Afghanistan human rights workers killed in Kabul blast | News


Two employees of the Afghan human rights body were killed in a bomb attack in Kabul on Saturday, the agency said.

The Afghanistan Independent Human Rights Commission said the couple died when a homemade “sticky bomb” attached to their vehicle exploded in the morning.

Kabul police spokesman Ferdaws Faramurz confirmed the attack, which has not been claimed by any group.

The United Nations Assistance Mission in Afghanistan condemned the killings. “There can be no justification for the attacks against human rights defenders,” she said on Twitter, calling for an immediate investigation.

It comes less than a week after two prosecutors and three other employees of the attorney general’s office were shot dead by gunmen outside Kabul.

On May 30, a television journalist died when a minibus carrying employees of the private Khurshid TV channel was hit by a roadside bomb in the city.

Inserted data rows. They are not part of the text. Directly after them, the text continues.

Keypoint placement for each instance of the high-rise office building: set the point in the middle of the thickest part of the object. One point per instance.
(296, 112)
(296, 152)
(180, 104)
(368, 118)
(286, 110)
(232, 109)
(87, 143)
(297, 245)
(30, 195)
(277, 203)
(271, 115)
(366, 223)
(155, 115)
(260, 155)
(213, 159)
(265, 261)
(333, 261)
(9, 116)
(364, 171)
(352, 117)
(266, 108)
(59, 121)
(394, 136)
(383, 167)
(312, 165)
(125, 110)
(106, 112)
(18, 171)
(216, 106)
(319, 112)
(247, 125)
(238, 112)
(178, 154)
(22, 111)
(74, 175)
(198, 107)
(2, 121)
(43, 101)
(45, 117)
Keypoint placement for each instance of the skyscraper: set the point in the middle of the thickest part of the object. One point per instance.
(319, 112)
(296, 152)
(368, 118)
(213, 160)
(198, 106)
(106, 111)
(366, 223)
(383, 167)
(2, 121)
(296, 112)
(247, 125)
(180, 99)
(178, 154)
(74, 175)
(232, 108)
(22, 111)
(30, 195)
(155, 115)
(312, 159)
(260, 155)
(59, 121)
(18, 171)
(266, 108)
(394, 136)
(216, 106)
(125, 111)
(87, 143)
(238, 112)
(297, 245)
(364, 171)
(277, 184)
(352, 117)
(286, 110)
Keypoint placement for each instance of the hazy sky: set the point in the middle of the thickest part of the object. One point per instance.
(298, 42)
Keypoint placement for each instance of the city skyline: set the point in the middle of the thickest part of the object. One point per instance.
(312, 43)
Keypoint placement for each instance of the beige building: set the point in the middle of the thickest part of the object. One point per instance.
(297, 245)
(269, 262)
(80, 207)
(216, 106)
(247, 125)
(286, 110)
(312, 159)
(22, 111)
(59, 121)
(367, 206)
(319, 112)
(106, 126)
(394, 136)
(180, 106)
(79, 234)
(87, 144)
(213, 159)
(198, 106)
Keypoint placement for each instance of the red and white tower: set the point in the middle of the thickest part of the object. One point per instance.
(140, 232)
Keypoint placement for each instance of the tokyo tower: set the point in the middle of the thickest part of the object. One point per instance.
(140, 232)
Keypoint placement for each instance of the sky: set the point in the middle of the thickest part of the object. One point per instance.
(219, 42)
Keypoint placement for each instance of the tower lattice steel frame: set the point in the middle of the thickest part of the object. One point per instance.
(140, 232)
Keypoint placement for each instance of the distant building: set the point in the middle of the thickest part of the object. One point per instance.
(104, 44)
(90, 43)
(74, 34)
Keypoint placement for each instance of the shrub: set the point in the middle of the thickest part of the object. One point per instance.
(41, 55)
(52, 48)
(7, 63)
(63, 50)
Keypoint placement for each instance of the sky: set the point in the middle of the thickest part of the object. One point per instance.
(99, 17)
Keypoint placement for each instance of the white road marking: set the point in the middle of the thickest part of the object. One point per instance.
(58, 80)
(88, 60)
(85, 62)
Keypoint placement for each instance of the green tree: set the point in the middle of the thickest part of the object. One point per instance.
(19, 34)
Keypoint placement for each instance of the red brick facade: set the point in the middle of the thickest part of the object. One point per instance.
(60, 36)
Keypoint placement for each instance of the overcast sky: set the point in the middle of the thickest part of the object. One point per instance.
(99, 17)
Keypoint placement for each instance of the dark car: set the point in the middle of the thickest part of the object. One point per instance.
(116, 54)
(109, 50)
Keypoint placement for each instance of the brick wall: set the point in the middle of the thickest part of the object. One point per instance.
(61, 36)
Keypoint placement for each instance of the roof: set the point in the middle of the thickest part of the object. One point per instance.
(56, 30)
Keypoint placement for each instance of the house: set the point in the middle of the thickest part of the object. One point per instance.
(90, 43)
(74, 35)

That attack was claimed by the ISIL group (ISIS).

Violence had subsided in much of the country after the Taliban offered a brief ceasefire to celebrate the Eid al-Fitr festival last month, but authorities say the group has escalated attacks in recent weeks.

Most Taliban attacks have targeted Afghan security forces, although there are regular police reports that civilians have been killed in roadside bomb blasts.

On Saturday, the National Security Council said 21 civilians were killed and 30 wounded in attacks last week in 14 provinces.

The Taliban and the Afghan government are preparing to enter into long-delayed peace talks aimed at ending the war in the country. The so-called intra-Afghan talks come after the Taliban signed an agreement with the United States.

The President of the United States, Donald Trump, wants to withdraw the troops from the country after almost 19 years. He had ousted the Taliban from power in an invasion in 2001.